Women to Watch: Iris Ng
Filmmaking is a collaborative endeavour but we commemorate the final output by recognizing only a small number of people. We never fail to remember the directors, actors and the scriptwriters who pen quippy one-liners, but our collective memory excludes the many contributors hiding in plain sight. Cinematographers, for instance, have long collaborated with directors to create some of the most enduring images in film history—and yet we hardly know their names. Think of pairings like Maryse Alberti and Ryan Coogler, Wally Pfister and Christopher Nolan, Ellen Kuras and Michel Gondry, Robert Yeoman and Wes Anderson. Only half of these duos are real household names. Most recently, this manifested again with Moira Demos and Laura Ricciardi’s much-talked about Making a Murderer, which was shot by Iris Ng.
While the subject of the ten-part Netflix documentary—the corrupt inner workings of the American justice system—has gleaned countless thinkpieces, what’s largely gone unnoticed is the docuseries’ visuals. That is, Ng’s work in weaving 700 hours of footage, family photographs and court recordings together to suspend audiences in a temporal limbo, just like Steven Avery is throughout his trial. While the story unfolded in Manitowoc, Wisconsin, Demos and Manhardt worked closely with Ng to contextualize Avery’s present within that temporal framework. Sometimes it’s through interviews with his parents, who are bathed in the natural light of kitchen window. Oftentimes, it’s how sunlight is reflected off the cars strewn throughout the Avery lot, which is at once a crime scene and the family’s livelihood. It’s through these shots that Ng highlights what Avery is missing while he sits in a jail cell, awaiting trial: freedom to roam and beaming natural light.

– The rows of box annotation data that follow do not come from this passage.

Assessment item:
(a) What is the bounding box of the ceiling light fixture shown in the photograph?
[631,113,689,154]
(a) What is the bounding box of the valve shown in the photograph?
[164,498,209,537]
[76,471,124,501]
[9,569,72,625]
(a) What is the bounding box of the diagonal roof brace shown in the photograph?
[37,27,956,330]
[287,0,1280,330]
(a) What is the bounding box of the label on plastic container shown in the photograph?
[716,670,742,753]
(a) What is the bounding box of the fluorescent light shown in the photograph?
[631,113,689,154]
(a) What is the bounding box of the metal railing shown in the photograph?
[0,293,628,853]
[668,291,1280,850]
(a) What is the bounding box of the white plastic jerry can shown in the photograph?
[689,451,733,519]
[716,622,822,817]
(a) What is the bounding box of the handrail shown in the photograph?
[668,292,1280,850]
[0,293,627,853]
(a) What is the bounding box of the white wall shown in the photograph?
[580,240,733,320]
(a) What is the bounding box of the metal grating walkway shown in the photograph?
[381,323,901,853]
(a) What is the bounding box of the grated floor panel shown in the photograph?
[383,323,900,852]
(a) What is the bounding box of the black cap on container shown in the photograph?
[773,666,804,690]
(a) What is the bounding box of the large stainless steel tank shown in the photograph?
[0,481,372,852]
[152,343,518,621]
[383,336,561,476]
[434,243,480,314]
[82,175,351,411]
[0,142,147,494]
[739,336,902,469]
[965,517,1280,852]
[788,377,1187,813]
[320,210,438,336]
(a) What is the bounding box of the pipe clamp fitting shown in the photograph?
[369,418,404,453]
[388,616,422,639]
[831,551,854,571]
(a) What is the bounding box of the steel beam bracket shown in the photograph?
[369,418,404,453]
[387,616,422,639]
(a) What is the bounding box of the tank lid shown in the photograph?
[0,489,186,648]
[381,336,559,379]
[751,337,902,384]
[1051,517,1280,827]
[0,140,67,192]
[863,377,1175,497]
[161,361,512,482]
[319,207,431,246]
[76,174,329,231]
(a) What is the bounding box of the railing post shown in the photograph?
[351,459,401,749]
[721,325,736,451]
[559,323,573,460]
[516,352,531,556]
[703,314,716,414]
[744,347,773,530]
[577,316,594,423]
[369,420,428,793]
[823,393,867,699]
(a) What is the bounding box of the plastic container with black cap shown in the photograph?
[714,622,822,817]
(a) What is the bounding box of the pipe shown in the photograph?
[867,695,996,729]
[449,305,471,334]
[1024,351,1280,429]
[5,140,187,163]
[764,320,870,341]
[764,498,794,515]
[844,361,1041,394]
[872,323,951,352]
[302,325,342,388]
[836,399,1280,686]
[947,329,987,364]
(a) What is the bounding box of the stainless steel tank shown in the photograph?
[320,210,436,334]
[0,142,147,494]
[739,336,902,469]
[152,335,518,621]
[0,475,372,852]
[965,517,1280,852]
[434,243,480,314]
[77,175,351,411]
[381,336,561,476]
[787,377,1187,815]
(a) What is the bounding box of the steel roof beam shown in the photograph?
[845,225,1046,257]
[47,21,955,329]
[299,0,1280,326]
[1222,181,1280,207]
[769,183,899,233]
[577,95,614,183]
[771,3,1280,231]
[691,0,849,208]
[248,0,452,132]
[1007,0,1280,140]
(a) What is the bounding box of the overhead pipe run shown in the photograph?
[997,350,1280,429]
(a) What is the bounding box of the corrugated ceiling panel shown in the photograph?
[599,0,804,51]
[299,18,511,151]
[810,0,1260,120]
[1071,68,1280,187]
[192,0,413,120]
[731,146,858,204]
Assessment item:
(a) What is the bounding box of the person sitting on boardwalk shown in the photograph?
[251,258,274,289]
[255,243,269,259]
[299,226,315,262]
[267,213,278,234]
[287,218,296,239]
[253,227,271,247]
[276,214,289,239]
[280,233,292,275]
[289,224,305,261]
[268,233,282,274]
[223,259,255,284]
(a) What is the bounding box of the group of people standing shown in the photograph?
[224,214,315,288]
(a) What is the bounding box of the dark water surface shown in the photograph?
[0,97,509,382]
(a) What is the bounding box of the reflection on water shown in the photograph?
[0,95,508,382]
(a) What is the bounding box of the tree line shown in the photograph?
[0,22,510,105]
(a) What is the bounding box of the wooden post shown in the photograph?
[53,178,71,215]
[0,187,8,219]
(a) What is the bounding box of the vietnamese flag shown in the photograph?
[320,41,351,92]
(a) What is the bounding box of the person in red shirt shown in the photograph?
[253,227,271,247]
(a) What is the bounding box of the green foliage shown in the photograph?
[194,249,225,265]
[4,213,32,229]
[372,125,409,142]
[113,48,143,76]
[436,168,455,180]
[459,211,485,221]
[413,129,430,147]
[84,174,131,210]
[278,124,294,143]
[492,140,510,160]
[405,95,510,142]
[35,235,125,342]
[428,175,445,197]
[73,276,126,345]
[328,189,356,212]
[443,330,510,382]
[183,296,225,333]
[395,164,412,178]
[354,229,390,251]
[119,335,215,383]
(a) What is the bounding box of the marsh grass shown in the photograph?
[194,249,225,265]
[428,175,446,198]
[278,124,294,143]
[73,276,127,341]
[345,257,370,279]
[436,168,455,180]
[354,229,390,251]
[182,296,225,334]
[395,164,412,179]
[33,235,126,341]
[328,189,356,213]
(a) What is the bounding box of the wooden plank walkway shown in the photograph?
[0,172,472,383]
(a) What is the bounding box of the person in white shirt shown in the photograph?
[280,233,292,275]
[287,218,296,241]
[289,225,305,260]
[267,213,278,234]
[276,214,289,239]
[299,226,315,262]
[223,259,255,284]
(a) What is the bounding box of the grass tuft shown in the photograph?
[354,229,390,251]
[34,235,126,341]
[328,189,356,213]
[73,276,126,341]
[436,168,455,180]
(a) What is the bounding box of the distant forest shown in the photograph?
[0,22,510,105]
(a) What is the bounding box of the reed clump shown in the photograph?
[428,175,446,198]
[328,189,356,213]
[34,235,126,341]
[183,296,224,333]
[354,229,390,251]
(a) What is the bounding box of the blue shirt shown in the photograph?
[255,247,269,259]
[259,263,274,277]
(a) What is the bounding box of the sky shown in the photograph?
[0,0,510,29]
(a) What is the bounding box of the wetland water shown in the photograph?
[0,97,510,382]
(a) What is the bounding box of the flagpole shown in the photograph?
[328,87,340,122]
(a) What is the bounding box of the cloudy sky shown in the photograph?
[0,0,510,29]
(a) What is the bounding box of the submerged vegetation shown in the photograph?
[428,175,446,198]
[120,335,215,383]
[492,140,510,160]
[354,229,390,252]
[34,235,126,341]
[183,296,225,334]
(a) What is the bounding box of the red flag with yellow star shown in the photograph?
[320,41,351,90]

This isn’t Ng’s first venture into welding different kinds of footage together. After graduating from York University’s Film and Video Production program with a background in still photography, she started shooting her first short film, Point of Departure (2008), in 16 mm, Super 8, and digital video. The use of Super 8 is one of Ng’s staples, as most of her work is shot in a combination of this medium and digital—literally connecting the past to the present in content and form. Throughout Point of Departure, Ng explores how memory and scattered familial ties challenge the power of family narratives, which would become reoccurring themes in her work.
From her feature-length films to smaller, experimental collaborations with the likes of Oliver Husain and Jean-Paul Kelly, where Ng excels most is by visualizing that act of recollecting. It’s easy to forget that remembering is a visualization too—sometimes the images are vivid enough to make us sure, and foggy enough to make us suspect. The way Ng confronts that hazy recollection is what seems to resonate the most with audiences. Indeed, it’s what drew Sarah Polley to Ng’s work, leading to their collaboration on Stories We Tell (2013).
The way Ng confronts that hazy recollection is what seems to resonate the most with audiences.
Polley’s much-celebrated documentary deals with storytelling and memory; or, specifically, Polley discovering the identity of her biological father. Toying with fact and fiction, just as memory toys with us, Polley chose to seamlessly stage home videos, never identifying what was “real” and imagined. Ng, then, had to make sure that the recreations of certain unrecorded events were closely matched to Polley’s existing home movies from thirty years ago. In order to achieve this effect, Ng scavenged for numerous cameras used in that era, either on Craigslist or through a network of other filmmakers, because the models had been discontinued. She also sought out sun guns to mount on the Super 8 cameras in order to flood the shots with light, lending them the grainy, bleached-out idiosyncrasies of the home movies. But Ng took it a step further by mimicking the amateurish way Polley’s father, Michael, handled the camera because, as Ng explained in Canadian Cinematographe, “when Michael Polley was operating the camera he would frequently pan away from the human subjects and shoot what was in the background, say a field or rooftop.”
In her hands, Ng doesn’t separate the real from the unreal, the past from the present/future. Instead, she shows us how to make peace with the mingling of it all within our own lives. One of our biggest fears is forgetting and yet through Ng’s lens, forgetting, like remembering isn’t necessarily a bad thing—it’s a starting point for either new memories, or the restoration of older ones.